The business started in a tiny apartment in Wellington, New Zealand, where the first employees had to pinch wifi from the neighbouring cafe.
And now, it has a market capitalisation of $20.72 billion.
It started its publicly listed life on the NZX, but even just during its ASX life, Xero shares have returned an eye-watering 2,896%.
So has all the money been made now? It wouldn’t be outrageous to suggest all the decent growth is now behind it?
That’s the question The Motley Fool’s chief investment officer Scott Phillips and analyst Chris Copley set out to answer in a recent video.
How Xero grew from zero to hero
Although commonplace now, the idea of cloud-based accounting was revolutionary in the mid-noughties when founder Rod Drury decided to make it reality.
According to Copley, formerly an accountant, the company was “an early mover” in the cloud accounting industry.
“I used to train different clients on how to use some of these accounting platforms, and Xero was by far my favourite solution,” he said.
“We could teach them how to do the bookkeeping on Xero because it was so easy to do and that saved them costs.”
This ease of use, and the network effects of accountants actually recommending the software to their clients, propelled the incredible growth of Xero over the past decade.
Phillips said that the company’s origin and growth narrative was irresistible.
“It’s one of Australasia’s great success stories of the last 20 years.”
Plenty of reasons to continue growth
But investors must look forward, not backwards.
Xero shares ended Friday at $139.30, which is a 9% drop over the month. Is the market starting to lose faith in the sustainability of its growth?
Copley said the global addressable market for cloud accounting is massive, and that Xero has only “scraped the surface” so far.
“Cloud adoption globally is really low relative to Australia and New Zealand.”

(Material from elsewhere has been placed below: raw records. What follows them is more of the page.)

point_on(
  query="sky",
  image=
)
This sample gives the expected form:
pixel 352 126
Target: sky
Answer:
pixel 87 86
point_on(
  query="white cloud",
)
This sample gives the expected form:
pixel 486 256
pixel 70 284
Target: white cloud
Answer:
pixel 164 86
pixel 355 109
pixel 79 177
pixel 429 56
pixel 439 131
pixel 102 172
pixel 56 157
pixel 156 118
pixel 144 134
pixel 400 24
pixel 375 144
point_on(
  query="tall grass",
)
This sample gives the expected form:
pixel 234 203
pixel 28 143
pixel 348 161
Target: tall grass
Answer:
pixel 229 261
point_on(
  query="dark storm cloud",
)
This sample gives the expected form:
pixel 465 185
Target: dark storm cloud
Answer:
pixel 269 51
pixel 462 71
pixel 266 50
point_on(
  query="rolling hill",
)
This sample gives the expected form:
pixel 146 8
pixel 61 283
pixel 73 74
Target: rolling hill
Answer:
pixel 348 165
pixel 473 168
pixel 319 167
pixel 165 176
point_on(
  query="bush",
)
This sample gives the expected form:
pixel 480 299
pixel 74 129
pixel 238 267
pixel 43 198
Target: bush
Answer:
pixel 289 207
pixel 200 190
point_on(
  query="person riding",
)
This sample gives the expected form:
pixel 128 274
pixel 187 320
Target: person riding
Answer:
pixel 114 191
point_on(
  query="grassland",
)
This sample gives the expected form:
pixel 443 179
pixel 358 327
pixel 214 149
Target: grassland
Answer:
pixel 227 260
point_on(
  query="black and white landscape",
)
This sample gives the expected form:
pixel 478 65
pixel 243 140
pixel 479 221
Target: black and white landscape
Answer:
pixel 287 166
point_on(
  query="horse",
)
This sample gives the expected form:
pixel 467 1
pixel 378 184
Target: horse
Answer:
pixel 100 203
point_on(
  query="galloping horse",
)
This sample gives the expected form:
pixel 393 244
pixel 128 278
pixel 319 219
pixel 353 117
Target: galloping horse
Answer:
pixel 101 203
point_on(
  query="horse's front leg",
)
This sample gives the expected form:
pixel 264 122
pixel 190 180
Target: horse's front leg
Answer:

He added that the business is still running in ‘capture market share’ mode, so it has room to improve its margins in the future.
Xero is also developing into a small business suite, through collaborative partnerships with non-accounting software. This makes the platform more “mission critical” for its customers, according to Copley, and more “difficult to leave”.
But there are risks for Xero shares
Having a small business clientele means Xero is exposed to the whims of the economy, according to Copley.
And the company doesn’t have the head-start in the expansion markets as it did in Australia and New Zealand 10 years ago.
“There are solutions in the US like QuickBooks Online, which is Intuit Inc (NASDAQ: INTU)’s cloud-based accounting software,” Copley said.
“It has quite a comparable solution to Xero but has a larger market share in the US, and the business is growing at a similar rate.”
Also, regardless of geography, Xero’s rivals have now woken up to the fact that cloud is the future. The likes of old desktop rivals MYOB and Reckon Limited (ASX: RKN) are fast developing competitive solutions.
“Xero will need to continue to innovate and continue to innovate its solutions.”
Are Xero shares worth it now?
Copley said that with the valuation so high now, one could not buy Xero shares now with the expectation that it would rise 729% like the last 5 years.
“There’s a lot of lofty expectations built into the share price that investors should be wary of when investing in Xero.”
But having said that, Copley still made the call that Xero shares are a “market beater”.
“It’ll continue to grow. It’ll continue to grow for a long period of time. Its tail is long, which means I think it can get double-digit growth for a long period of time,” he said.
“You really do need to look well long term into the future for this one because even in 3 to 5 years it’s still going to probably have quite a lofty multiple.”